ただし現状の選択と集中という局面、つまりこれだけ財政赤字が膨らんで、日本の国費が非常に逼迫している状況でどこに集中させるのか、どこにリソースを与えるのかいうのは非常に重要な問題になってきている。

もちろん本当に国費ゼロで出来るのなら私もブロードバンドを普及させる、全世帯に100%、これは大賛成です。ところが現状を見ていると、例えばNTTが、あるいは経済ジャーナリストの町田徹さんが主張しているように、3.9兆円メタル維持費を2.5兆円光整備費に入れ替えば安くすむと孫さんは仰るけど、その中には光の維持費が入っていないじゃないかという問題。
これはもちろん説明がなされると思うのですけど、でも一方で最初に提示された資料の中に提示されていないというのは、これはちょっと僕はずるいと思うんですね。
ちゃんと情報をすべてオープンにされた上で本当に国費ゼロですむのかどうかを説明されないとやっぱり理解できないと思うんですよ。
あるいは光維持費10年で2.9兆円と書かれていますけども、その中に電柱土木費が入っていないんじゃないかとNTTは言っている。これは僕は正しいかどうかわかりません。僕は通信の専門家ではないし、現場レベルの人間でもないので、これについて議論するつもりはありません。
ただしこういうような批判が出てきている。

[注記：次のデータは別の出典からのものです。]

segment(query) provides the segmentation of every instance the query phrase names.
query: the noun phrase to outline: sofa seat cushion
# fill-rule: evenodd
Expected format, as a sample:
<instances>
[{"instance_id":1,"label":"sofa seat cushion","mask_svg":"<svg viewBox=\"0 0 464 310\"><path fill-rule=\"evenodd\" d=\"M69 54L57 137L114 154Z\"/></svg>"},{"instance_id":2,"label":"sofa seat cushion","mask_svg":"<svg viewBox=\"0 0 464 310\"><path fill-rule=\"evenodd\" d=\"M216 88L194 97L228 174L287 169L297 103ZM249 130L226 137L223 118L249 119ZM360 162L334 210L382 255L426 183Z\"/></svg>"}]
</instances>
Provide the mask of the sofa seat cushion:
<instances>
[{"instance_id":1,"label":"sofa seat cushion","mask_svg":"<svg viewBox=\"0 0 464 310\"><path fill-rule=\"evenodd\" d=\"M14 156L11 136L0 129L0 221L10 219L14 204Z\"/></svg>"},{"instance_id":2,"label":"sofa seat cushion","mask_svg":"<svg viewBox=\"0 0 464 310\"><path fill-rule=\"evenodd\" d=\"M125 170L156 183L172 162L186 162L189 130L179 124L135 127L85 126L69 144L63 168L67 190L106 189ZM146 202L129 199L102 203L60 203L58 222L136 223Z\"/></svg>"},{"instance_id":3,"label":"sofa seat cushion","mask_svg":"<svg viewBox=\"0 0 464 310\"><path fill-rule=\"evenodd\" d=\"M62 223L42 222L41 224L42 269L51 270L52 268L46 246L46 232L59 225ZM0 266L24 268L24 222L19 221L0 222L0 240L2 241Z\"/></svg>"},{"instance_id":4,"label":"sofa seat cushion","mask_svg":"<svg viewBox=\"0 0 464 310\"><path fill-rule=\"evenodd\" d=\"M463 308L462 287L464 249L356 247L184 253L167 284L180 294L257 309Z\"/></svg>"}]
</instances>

反発も出てきていることは認識されるべきだと思うし、であればこういう部分が不透明なままで議論を進めると言うことは、どうなのか、という事だと僕は思うんですよ。

だからこれで本当に最後ですけども、

孫:
いえいえ、ゆっくり言ってください。テレビじゃないんだから時間の制限はないです。

佐々木:
そうですね。

孫:
テレビのような進め方をする必要は全然ない。

佐々木:
あとパネルは2枚です。
本当に国費ゼロで可能かどうかを、まず実務ベースで徹底検証してください。そのくらいの時間は十分あると思うんです。
その上で本当に国費ゼロでいけるのであると実務ベースできちんとコンセンサスをとれるのであれば、それは僕は光の道をバーンと推進するのはもちろんOKだと思うんです。
その上でそれによってブロードバンドが普及し、さらにその先にプラットフォームの競争が多分やって来る。

そのプラットフォームの世界でやんなきゃいけないのは、規制を撤廃し、市場を開放し、グローバル仕様で戦う。
ここまで進めないといけないと僕は思いますし、ブロードバンドの話はもちろん重要なんですけども、そこで話が終わっちゃうと非常にいけない事だと思うし、一方でさっき話したような不透明な情報をそのまま提示されて、そこで話を進めるというのは非常に反対です。
ということです。

孫:
わかりました。
仰るとおり沢山ありますので一つ一つ話したいと思いますけど、今の話の中で一番重要な基本のところは、本当に国費ゼロでブロードバンドを作れるのか。これが一番重要な質問だと思いますのでそれについて説明を納得するまでやります。